La organización de Inteligencia de la Guardia Revolucionaria ha sostenido que los “incidentes terroristas” registrados en las últimas semanas forman parte de una estrategia coordinada por Estados Unidos e Israel para “fomentar disturbios internos” y presentar a Irán como “una amenaza existencial”.
“Se creó una sala de mando enemiga tras la guerra de doce días --en referencia a la ofensiva militar lanzada por Israel en junio de 2025, a la que posteriormente se sumó Estados Unidos con bombardeos contra tres instalaciones nucleares-- con la participación de diez servicios de Inteligencia hostiles”, ha indicado el organismo.
Según estas fuentes, las fuerzas iraníes han detenido a 735 personas “afiliadas con redes contra la seguridad” y han identificado a 46 individuos con presuntos vínculos con agencias de Inteligencia extranjeras. Además, se habrían incautado más de 740 armas de fuego, tal y como ha informado la cadena estatal Press TV.

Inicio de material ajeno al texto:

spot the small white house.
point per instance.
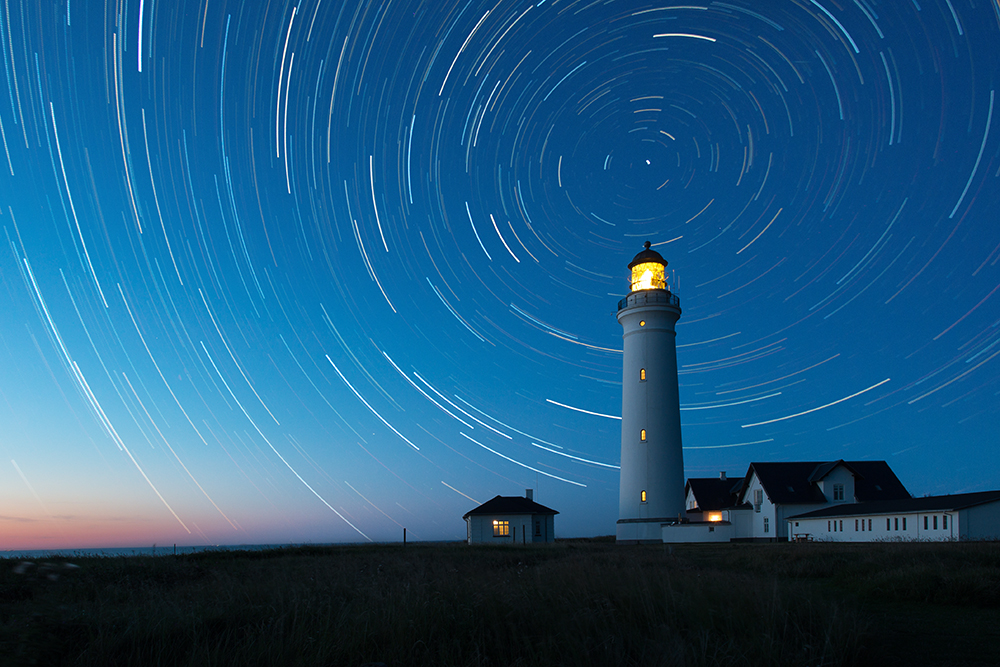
(963, 516)
(510, 520)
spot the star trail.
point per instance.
(316, 272)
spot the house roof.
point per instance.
(794, 482)
(510, 505)
(948, 503)
(713, 493)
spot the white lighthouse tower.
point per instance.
(652, 462)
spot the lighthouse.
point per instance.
(652, 461)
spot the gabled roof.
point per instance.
(794, 482)
(949, 503)
(713, 493)
(510, 505)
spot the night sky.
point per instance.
(317, 272)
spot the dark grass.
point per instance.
(586, 602)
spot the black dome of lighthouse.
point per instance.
(647, 255)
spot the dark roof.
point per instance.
(713, 493)
(510, 505)
(647, 255)
(794, 482)
(950, 503)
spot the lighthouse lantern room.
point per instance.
(652, 464)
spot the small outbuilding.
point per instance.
(510, 520)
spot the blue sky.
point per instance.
(321, 271)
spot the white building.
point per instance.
(770, 492)
(652, 463)
(510, 520)
(963, 516)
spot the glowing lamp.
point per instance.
(648, 270)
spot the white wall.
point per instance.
(481, 529)
(883, 527)
(767, 511)
(685, 533)
(655, 465)
(981, 522)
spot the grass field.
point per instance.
(586, 602)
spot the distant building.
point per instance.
(651, 488)
(776, 491)
(510, 520)
(757, 507)
(963, 516)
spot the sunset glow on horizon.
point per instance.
(287, 273)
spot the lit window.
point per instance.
(648, 275)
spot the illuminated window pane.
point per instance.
(648, 275)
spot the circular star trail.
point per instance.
(317, 272)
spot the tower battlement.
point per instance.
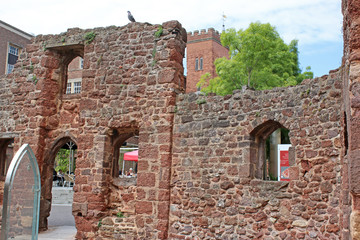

En la misma línea, la organización de Inteligencia ha acusado a “funcionarios y oficiales de seguridad extranjeros” de haber respaldado “de forma directas las medidas del enemigo, incluida la propagación de la violencia y la explotación de las reuniones públicas por parte de terroristas, así como el uso de redes sociales para azuzar la violencia y desplegar a matones y criminales para elevar el número de víctimas entre la población y las fuerzas de seguridad”.
Mientras tanto, una ONG con sede en Estados Unidos ha elevado a más de 6.100 los fallecidos por la represión de las protestas, frente a la primera estimación oficial difundida esta misma semana, que situaba el balance en algo más de 3.000 muertos.
En un comunicado, Human Rights Activists in Iran ha precisado que, de acuerdo con sus registros, 6.126 personas han perdido la vida durante las movilizaciones, al tiempo que mantiene abiertos otros 17.091 expedientes que siguen bajo investigación. La organización detalla que entre los fallecidos figuran 5.777 manifestantes --incluidos 86 menores--, 214 integrantes de las fuerzas de seguridad y 49 civiles que “no participaban” en las protestas.
Asimismo, la ONG denuncia que 11.009 personas han resultado heridas “de gravedad” y que 41.880 han sido arrestadas, entre ellas víctimas de 245 “confesiones forzadas” obtenidas tras su detención por las fuerzas de seguridad. Todo ello se produce en un contexto de severas restricciones de Internet, que se prolongan ya desde hace más de dos semanas.